Dopo aver emesso il parere legale di marzo in cui si dichiarava che i fornitori che assistono le pazienti nell'accesso alle cure per l'aborto al di fuori dello stato possono essere puniti ai sensi della legge dell'Idaho, AG Labrador ha ritirato il parere per motivi procedurali dopo l'avvio della causa. Tuttavia, tale ritiro non ha eliminato il timore “fondato” che la lettera aveva creato tra gli operatori sanitari, come ha riconosciuto la corte. AG Labrador si è rifiutato di rinunciare al contenuto della lettera o di dire che non tenterà di far rispettare il divieto statale totale di aborto contro i fornitori che indirizzano pazienti per aborti fuori dallo stato. La minaccia del Procuratore Generale, e il suo rifiuto di tirarsi indietro, hanno lasciato gli operatori sanitari senza alcuna garanzia di poter riprendere in sicurezza il loro discorso e la loro condotta protetti dalla Costituzione senza esporsi al rischio di azioni coercitive. Come ha spiegato la Corte, gli operatori sanitari “non dovrebbero essere tenuti a parlare per primi e a correre il rischio di subire le conseguenze”.

Un amicus brief presentato nel caso dal St. Luke's Health System, il più grande sistema ospedaliero dello stato, ha delineato con forza i danni per fornitori e pazienti creati dall'opinione del Procuratore Generale, affermando:

“A causa dell'interpretazione della legge dell'Idaho da parte del Procuratore Generale, come espressa nella sua lettera, i medici. . . rischiano la responsabilità legale e la sospensione delle loro licenze mediche semplicemente per avere conversazioni franche con i loro pazienti. I medici si ritrovano nell’impossibilità di fornire il gold standard dell’assistenza medica – o addirittura di discuterne – per il rischio di sanzioni penali o revoche di licenze. Nella migliore delle ipotesi, la cura del paziente verrà ritardata affinché i medici possano consultare un consulente legale. Nel peggiore dei casi, la cura del paziente verrà completamente negata. Di conseguenza, i pazienti sperimenteranno conseguenze dannose e del tutto evitabili”.
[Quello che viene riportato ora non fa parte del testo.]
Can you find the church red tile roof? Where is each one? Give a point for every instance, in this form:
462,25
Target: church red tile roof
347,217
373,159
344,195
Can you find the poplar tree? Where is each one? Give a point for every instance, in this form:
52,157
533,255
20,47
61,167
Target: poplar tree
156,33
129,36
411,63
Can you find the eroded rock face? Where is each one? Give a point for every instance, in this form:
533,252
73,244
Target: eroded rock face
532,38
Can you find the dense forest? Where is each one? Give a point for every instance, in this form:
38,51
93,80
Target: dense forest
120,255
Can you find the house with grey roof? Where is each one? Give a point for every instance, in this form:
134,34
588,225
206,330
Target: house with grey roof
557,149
Dichiarazione di Colleen Smith, avvocato partecipante all'ACLU dell'Idaho:

“Siamo innanzitutto grati di ricevere questo chiarimento di diritto da parte della Corte. I nostri clienti possono ora tornare con sicurezza a fornire ai propri pazienti le indicazioni fuori dallo stato che fornivano prima della lettera del Procuratore generale del 27 marzo e che devono fornire per garantire che i loro pazienti ricevano le cure necessarie. La Corte ha fatto la cosa giusta affermando il diritto degli operatori sanitari e dei loro pazienti a vivere e praticare in un ambiente già difficile”.
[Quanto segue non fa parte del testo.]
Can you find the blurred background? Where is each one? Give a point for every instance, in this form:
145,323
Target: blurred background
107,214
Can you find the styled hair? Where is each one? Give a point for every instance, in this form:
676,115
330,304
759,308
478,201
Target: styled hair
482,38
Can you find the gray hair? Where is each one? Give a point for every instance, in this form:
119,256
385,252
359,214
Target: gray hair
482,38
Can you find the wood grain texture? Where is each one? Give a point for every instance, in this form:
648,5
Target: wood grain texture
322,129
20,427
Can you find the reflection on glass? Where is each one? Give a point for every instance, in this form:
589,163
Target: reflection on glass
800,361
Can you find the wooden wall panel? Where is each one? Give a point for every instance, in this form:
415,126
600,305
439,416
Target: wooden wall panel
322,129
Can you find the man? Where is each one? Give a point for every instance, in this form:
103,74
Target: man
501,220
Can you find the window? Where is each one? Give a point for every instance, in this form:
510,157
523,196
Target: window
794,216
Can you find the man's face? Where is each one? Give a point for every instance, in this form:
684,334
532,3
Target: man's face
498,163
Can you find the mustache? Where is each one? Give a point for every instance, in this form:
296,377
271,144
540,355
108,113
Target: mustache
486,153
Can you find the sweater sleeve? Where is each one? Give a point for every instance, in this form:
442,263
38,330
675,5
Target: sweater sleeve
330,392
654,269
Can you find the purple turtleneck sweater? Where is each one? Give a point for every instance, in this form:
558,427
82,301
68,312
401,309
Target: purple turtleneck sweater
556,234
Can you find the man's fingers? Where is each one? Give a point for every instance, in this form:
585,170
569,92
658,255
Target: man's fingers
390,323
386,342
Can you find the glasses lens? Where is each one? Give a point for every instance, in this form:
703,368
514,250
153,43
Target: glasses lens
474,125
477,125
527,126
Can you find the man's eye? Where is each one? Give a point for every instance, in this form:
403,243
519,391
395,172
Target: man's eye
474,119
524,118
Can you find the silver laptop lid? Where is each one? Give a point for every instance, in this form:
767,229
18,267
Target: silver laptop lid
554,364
Dichiarazione di Meagan Burrows, avvocato dello staff dell'ACLU Reproductive Freedom Project: “Questa sentenza invia un messaggio chiaro ai politici dell'Idaho e a coloro che in tutto il paese cercano di trarre ispirazione dal procuratore generale Labrador che questo sfacciato superamento incostituzionale non reggerà. Gli operatori sanitari non dovrebbero affrontare la minaccia di punizione per aver aiutato le loro pazienti a ottenere le cure abortive di cui hanno bisogno negli stati in cui l’aborto è legale. Applaudiamo la Corte per essersi mossa rapidamente per proteggere i diritti degli operatori sanitari e la salute degli abitanti dell'Idaho, impedendo al Procuratore Generale e ad altre forze dell'ordine dell'Idaho di agire contro gli operatori sanitari sulla base della sua opinione legale profondamente errata ed estrema.